Il a déclaré : “ Cette augmentation a des répercussions sur tout, même les loyers et les frais de scolarité ont augmenté. ”

Le président a appelé à une intervention urgente.

Bessie Ajay, conductrice pour Bolt et Uber, a déclaré que la conjoncture économique difficile était aggravée par la hausse des prix du carburant.

Il a ajouté que l'entreprise n'était plus rentable et qu'il travaillait à perte simplement pour survivre.

Il a déclaré : “ Les gens ne demandent plus de voitures, ils préfèrent aller aux gares routières.
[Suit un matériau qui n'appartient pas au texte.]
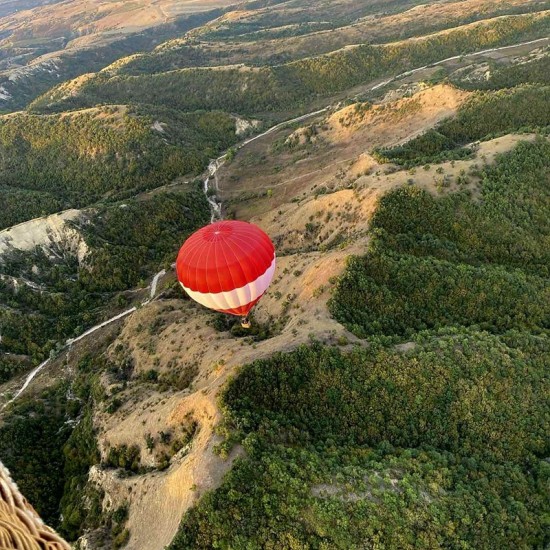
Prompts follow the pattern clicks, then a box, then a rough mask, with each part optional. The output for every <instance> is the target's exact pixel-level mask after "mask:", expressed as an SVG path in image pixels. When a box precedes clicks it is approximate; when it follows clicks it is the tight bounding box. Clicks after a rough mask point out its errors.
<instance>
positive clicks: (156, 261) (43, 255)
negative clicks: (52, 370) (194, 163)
mask: <svg viewBox="0 0 550 550" xmlns="http://www.w3.org/2000/svg"><path fill="white" fill-rule="evenodd" d="M208 219H209V216H208V204H207V202H206V199H205V197H204V195H203V193H202V192H201V191H199V190H197V191H193V192H189V193H178V194H176V193H163V194H158V195H155V196H153V197H151V198H150V199H148V200H142V201H138V200H130V201H127V202H126V204H125V205H109V206H104V207H102V208H100V209H98V210H97V211H95V212H93V213H92V214H91V215H89V217H88V218H87V221H86V223H84V224H83V225H82V227H79V228H78V229H79V230H80V232H81V233H82V235H83V238H84V240H85V241H86V243H87V244H88V248H89V252H88V255H87V256H86V258H85V259H84V261H83V263H82V264H79V263H78V259H77V258H76V257H75V256H74V255H73V254H71V253H70V252H69V251H66V250H63V249H62V248H61V249H60V250H57V256H56V255H50V254H47V253H46V252H44V251H43V250H41V249H36V250H35V251H29V252H23V251H20V252H13V253H11V255H10V256H9V257H7V258H5V259H4V261H3V264H2V273H3V274H5V275H10V276H11V277H13V278H14V279H15V280H16V281H18V280H19V281H20V280H21V279H24V280H25V281H28V282H30V283H31V284H33V285H34V287H35V288H33V287H31V286H29V285H28V284H23V283H20V284H18V285H14V283H13V280H12V279H9V278H5V279H2V280H0V303H2V305H3V306H4V307H2V308H1V309H0V327H1V329H2V341H1V343H0V351H1V352H3V353H11V354H16V355H22V356H25V357H27V358H28V359H31V360H32V361H33V362H35V363H36V362H39V361H41V360H43V359H44V358H45V357H47V355H48V354H49V353H50V351H51V350H54V349H55V348H56V346H57V345H58V343H59V342H64V341H65V340H66V339H67V338H69V337H75V336H78V335H79V334H80V333H82V332H84V330H85V328H86V327H89V326H92V325H93V324H94V323H96V322H98V321H99V320H100V319H101V318H102V316H103V315H104V314H105V311H106V310H107V311H108V310H112V309H115V308H120V306H121V305H122V306H124V305H127V304H128V301H127V299H126V298H125V296H124V294H119V293H121V292H123V291H125V290H128V289H130V288H134V287H135V286H137V285H139V284H140V283H141V282H142V281H145V280H146V279H147V278H148V277H150V276H151V275H152V274H153V273H154V272H155V271H156V270H158V269H159V267H160V266H161V265H164V264H167V265H170V263H171V262H172V259H173V258H174V257H175V255H176V253H177V250H178V248H179V246H180V245H181V242H182V241H183V240H184V239H185V237H186V235H190V234H191V233H192V232H193V231H194V230H196V229H197V228H198V227H201V226H202V225H204V224H205V223H207V222H208ZM52 319H54V321H53V322H52ZM27 366H28V362H23V363H22V362H21V360H20V359H18V358H16V357H12V356H8V355H4V356H3V360H2V363H1V364H0V381H5V380H6V379H8V378H10V377H11V376H13V375H14V374H15V373H17V372H19V371H20V370H22V369H24V368H26V367H27Z"/></svg>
Je pense que je vais rentrer chez moi. ”

Hajia Hafsat Omar, une fonctionnaire retraitée, a appelé le gouvernement à renforcer le projet national de gaz naturel comprimé afin de réduire les coûts de transport.

Elle a déclaré que la dépendance excessive à l'essence accroît la rareté du produit et fait grimper son prix, et que la généralisation du GNC permettra de réduire le coût du carburant.

Elle a ajouté que la conversion des voitures au GNV est coûteuse, et a appelé le gouvernement à la rendre abordable pour tous.

Elle a également plaidé pour la mise en place d'une assurance maladie et de programmes de soutien aux retraités, soulignant que ces derniers sont plus touchés par la crise.

Elle a déclaré être veuve et que ses enfants et elle ne pouvaient pas subvenir à leurs besoins essentiels.

Ibrahim Osman, vendeur de légumes au marché de Wossi, a déclaré que le prix des marchandises arrivées dans son magasin avait augmenté de plus de 100 000 nairas et que la demande était faible.

Il a ajouté : “ Les légumes ne se conservent pas longtemps, et les gens n'en achètent pas à cause des prix élevés. ”

Il a poursuivi : “ Si la marchandise se gâte, j'arrêterai de la vendre car j'ai emprunté de l'argent pour l'acheter. ”

Pour sa part, une responsable de l'Association des distributeurs indépendants de produits pétroliers du Nigeria (IPMAN) a déclaré que les fluctuations des prix du carburant étaient dues à la libéralisation du marché.

Elle a expliqué que la dynamique de l'offre et de la demande dépend de la libéralisation du marché.

Elle a déclaré : “ Lorsque le marché est libéralisé, les prix ne peuvent être contrôlés à un moment précis, car ils sont affectés par des facteurs internes et externes, notamment les prix du pétrole brut et le taux de change au Nigéria. ”

Elle a ajouté que ces facteurs déterminent le prix du produit.